Introduction

1

Tableau is the most popular interactive data visualization tool nowadays. It provides a wide variety of charts to explore your data easily and effectively. This series of guides—Tableau Playbook—will introduce all kinds of common charts in Tableau. And this guide will focus on the *scatter plot*.

In this guide, we will learn about the scatter plot in the following steps:

- We will start with an example chart to introduce the concept and characteristics of the scatter plot.
- By analyzing real-life datasets, we will learn to build a scatter plot step by step. We will then optimize and polish the chart with advanced features.

Here is a scatter plot example of the 2018 Developer Survey results from Stack Overflow.
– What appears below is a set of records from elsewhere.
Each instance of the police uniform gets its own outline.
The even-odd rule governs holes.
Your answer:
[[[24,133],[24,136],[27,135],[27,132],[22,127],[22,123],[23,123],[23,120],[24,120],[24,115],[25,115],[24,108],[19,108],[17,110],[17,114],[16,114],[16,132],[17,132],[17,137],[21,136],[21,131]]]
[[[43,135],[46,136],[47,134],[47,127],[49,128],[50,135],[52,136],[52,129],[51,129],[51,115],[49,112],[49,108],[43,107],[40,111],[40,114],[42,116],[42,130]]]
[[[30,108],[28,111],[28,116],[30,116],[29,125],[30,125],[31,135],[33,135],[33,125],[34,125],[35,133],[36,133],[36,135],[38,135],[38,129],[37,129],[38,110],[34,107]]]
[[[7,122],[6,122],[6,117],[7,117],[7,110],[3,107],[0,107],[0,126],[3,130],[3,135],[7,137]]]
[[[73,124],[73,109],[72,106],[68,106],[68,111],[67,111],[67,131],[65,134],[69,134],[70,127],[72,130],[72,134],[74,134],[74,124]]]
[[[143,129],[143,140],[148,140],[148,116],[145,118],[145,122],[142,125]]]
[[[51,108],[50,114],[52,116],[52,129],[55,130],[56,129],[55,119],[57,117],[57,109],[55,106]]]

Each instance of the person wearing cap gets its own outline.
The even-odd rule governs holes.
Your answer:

It shows the relationship between salary and experience by programming languages.

We can mine a lot of information from this scatter plot:

- As a whole, we use the trend line to fit the linear relationship between experience and salary.
- From a horizontal perspective, we can compare the age distribution of the developers who work in various languages. From a vertical perspective, we can compare the median salary distribution for developers who work in each language.
- Additional visual elements, such as size and color, allow a scatter plot is able to convey more information. In this example, the size of the circles intuitively expresses the popularity of language.
- With the help of the scatter plot, we can dig out useful information. For example, developers in Go, Clojure, and F# are being paid more even given how much experience they have. Developers using languages below the line, like PHP and Visual Basic 6, however, are paid less, even given years of experience.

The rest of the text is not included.